Of particular note is the interaction between members of the task forces involved in the other safety studies currently under way within the USEA and the USEF. John Staples and Reed Ayers, who head up the USEA’s GPS Speed Study, sent the GPS watches used in their study so that riders could wear them during their cross-country ride. The data obtained from the watches is being downloaded and analyzed and will be compared with the data received from the monitoring units worn by the horses. The University of Kentucky engineers who are working on the USEA/USEF Frangible Fence Technology Study are hoping that the data from the GPS Speed Study will assist them in determining the relationship between speed and force as it pertains to frangible fence construction.
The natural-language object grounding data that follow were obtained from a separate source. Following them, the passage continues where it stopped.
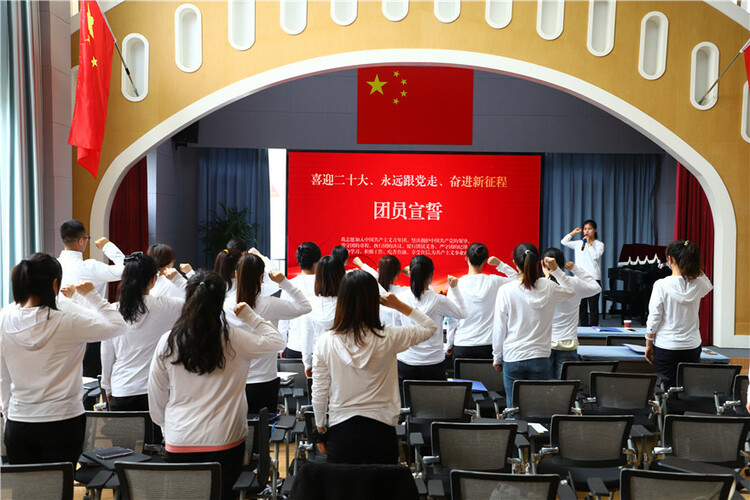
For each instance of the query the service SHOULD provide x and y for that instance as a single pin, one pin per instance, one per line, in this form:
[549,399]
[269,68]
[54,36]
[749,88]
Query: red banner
[92,88]
[414,105]
[408,204]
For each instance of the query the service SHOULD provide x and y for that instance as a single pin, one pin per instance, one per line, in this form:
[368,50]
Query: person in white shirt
[672,327]
[196,385]
[565,320]
[167,283]
[126,358]
[426,361]
[355,391]
[588,255]
[522,329]
[308,255]
[41,349]
[328,276]
[471,337]
[262,389]
[75,239]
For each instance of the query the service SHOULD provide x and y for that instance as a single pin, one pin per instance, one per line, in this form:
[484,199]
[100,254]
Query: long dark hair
[687,256]
[328,276]
[358,307]
[421,270]
[526,257]
[249,272]
[34,277]
[388,268]
[162,253]
[138,272]
[226,263]
[200,335]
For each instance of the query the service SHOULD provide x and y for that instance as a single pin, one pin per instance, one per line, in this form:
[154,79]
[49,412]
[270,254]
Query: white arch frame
[725,238]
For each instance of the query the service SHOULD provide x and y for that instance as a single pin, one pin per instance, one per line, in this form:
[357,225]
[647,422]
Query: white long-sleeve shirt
[673,311]
[437,307]
[294,329]
[126,358]
[272,309]
[99,273]
[351,380]
[210,409]
[590,258]
[523,319]
[41,351]
[479,292]
[565,320]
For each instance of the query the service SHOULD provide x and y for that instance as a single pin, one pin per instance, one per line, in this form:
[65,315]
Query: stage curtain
[128,221]
[694,221]
[237,178]
[617,191]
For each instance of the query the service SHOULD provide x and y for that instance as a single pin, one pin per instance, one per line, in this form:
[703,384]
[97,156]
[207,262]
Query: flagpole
[700,102]
[127,70]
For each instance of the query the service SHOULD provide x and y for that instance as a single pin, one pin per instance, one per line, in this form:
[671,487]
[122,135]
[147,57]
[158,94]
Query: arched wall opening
[713,185]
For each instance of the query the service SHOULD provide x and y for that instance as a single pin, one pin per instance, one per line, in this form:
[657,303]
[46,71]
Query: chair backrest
[152,481]
[324,481]
[257,447]
[467,485]
[48,481]
[581,371]
[713,439]
[538,400]
[477,447]
[626,339]
[591,440]
[624,391]
[128,429]
[740,394]
[636,484]
[481,370]
[705,379]
[435,399]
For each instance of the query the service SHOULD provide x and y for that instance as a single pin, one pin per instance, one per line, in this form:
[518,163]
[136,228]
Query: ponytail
[34,277]
[200,334]
[526,257]
[138,272]
[421,270]
[687,257]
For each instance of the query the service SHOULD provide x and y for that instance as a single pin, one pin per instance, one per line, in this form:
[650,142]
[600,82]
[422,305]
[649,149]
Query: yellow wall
[713,133]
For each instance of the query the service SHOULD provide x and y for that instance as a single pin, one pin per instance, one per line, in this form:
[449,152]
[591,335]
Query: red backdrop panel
[409,204]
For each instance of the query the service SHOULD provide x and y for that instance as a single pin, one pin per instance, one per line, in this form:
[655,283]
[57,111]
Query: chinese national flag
[92,89]
[414,105]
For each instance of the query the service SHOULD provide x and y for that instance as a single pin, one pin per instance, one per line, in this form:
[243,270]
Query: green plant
[219,229]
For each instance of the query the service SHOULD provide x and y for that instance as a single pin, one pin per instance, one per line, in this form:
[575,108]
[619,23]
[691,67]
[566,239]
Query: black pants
[666,361]
[45,442]
[588,311]
[263,395]
[230,460]
[472,352]
[362,440]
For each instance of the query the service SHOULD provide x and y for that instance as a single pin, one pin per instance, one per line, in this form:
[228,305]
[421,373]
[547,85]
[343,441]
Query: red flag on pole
[92,88]
[414,105]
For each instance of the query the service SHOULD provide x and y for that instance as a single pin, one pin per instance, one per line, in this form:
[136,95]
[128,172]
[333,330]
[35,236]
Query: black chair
[466,485]
[492,403]
[47,481]
[149,481]
[700,388]
[481,447]
[590,450]
[703,444]
[646,485]
[323,481]
[581,371]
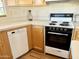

The USEA would like to express great appreciation to all those who participated in this preliminary phase of the Cardiovascular and Pulmonary Research Study: Veterinarians: Catherine Kohn, VMD; Kent Allen, DVM; John Bonagura, DVM; Carol Clarke, DVM; Mary Durando, DVM; Ric Birk, DVM; Barbara Forney, DVM; Jo Slack, DVM; Stephanie Davis, DVM. Ultrasound specialist: Barbara Schiavo. Veterinary students: Laura Faulkner; Amy Santonastaso; Mary Robinson. Veterinary Technician: Angela Dion Human Cardiologists: Mark Hart, MD; Lynn Cronin, MD.
Without the generous donations made by USEA members, not to mention the numerous hours donated by the USEA Equine Safety Task Force and the veterinary team at Plantation Field, the USEA could not have undertaken this study. USEA would like to extend heartfelt thanks to all who made this study possible. This preliminary phase was just the beginning and veterinarians are hoping to gain more data during the CCI** and CCI*** at Fair Hill. USEA hopes that others will join in supporting the USEA’s efforts to protect event horses and the sport.